The chief outlined how overtime is driven by necessary backfill for sick leave and vacation time in a 24/7 operation. He said in a recent two‑week pay period the jail recorded 2,762 overtime hours among supervisors and jailers and that the facility had to cover roughly 1,152 hours to replace vacant positions plus about 1,195 hours for sick or vacation coverage. “If you add that back in there, we would have been on the good side of the jail,” the chief said, noting the jail has no dedicated budget line to pay for extra coverage when staff take leave.

Commissioners and staff discussed structural limits on staffing and how hiring more full‑time positions is not a simple budget fix. County Judge and commissioners observed that adding positions can reduce overtime but may make it harder to offer each worker guaranteed hours. The chief said the jail commission uses a relief factor of 2.11 per position for staffing calculations.

On recruitment and training, staff described early efforts with local schools and colleges to create pathways into jail employment.
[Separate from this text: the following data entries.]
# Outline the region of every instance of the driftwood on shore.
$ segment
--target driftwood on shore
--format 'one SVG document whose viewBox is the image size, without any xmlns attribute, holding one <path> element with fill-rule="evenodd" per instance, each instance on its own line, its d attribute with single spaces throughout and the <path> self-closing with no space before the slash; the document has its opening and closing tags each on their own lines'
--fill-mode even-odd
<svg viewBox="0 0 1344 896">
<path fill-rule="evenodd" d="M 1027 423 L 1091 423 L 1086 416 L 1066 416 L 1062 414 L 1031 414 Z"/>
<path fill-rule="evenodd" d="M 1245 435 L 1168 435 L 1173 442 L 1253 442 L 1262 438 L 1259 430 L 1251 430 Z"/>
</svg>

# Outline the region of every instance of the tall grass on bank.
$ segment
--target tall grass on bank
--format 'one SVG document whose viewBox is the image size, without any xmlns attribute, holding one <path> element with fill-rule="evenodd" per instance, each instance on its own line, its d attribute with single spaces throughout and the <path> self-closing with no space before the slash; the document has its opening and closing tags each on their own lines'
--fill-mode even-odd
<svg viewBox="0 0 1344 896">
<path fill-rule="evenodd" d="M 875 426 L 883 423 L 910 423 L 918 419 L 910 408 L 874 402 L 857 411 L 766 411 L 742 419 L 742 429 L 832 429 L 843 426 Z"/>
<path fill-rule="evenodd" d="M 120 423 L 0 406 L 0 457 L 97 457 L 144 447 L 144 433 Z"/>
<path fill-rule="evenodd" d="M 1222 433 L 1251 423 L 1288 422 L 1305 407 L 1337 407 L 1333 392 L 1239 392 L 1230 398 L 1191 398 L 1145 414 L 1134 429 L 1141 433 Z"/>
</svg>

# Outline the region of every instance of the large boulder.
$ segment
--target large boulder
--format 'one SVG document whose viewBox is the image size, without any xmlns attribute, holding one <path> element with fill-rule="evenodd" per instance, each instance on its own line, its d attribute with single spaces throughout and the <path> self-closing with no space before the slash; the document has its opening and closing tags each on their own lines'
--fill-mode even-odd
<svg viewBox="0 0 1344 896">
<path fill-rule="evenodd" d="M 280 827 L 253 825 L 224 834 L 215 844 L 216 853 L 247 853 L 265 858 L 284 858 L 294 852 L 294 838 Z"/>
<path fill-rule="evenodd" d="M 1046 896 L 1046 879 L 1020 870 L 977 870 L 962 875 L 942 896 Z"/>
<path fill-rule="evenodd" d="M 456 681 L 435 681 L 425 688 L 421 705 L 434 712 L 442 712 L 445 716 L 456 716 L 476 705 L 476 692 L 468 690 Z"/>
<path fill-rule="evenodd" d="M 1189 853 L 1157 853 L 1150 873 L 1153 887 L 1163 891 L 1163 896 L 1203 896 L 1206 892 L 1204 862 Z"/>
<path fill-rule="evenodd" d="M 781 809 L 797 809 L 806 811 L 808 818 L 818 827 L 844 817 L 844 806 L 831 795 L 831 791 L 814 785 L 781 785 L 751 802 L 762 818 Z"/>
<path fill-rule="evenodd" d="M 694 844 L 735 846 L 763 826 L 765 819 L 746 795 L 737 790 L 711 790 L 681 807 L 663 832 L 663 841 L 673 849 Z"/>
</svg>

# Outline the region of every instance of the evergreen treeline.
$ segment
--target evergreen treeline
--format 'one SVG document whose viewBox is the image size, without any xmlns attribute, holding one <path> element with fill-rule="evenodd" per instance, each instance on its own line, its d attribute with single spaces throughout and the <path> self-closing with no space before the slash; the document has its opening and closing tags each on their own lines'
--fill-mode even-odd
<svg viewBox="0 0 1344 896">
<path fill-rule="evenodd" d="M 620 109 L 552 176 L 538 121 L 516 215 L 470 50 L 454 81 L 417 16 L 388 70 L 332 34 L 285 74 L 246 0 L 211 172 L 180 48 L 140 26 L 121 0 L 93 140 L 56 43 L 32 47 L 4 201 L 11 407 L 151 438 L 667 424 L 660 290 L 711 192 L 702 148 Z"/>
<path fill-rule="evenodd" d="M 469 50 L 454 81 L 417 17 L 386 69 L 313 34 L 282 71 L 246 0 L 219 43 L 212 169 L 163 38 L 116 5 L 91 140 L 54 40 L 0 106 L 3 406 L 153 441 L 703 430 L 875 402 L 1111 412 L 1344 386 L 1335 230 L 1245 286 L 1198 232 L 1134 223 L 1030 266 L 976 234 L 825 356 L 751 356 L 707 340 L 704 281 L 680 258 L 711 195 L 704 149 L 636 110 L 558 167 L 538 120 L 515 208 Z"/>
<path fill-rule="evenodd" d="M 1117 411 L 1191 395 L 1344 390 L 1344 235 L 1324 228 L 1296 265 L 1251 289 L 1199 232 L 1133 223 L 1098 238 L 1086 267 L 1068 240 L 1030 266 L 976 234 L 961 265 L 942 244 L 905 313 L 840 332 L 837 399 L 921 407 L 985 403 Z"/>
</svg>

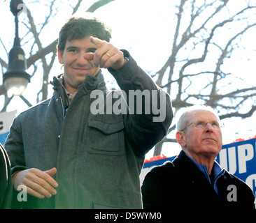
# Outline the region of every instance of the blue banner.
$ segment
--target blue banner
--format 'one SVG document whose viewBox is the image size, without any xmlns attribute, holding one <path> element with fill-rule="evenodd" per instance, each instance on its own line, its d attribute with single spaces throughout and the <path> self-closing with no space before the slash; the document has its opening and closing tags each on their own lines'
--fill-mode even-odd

The chief said the county is developing a high‑school program with the Cape Center High School, Vernon College and Midwestern that would prepare students to test and onboard for jail work; the facilitator noted the program requires background checks and state licensing and that some regulatory flexibility was recently approved to allow high‑school entry in a few counties.

The court did not adopt an immediate staffing policy change. Commissioners asked staff to continue to quantify full‑staff versus overtime costs so the court can compare the fiscal tradeoffs; the chief said staff will produce comparative figures for yearly and monthly overtime versus a fully staffed scenario.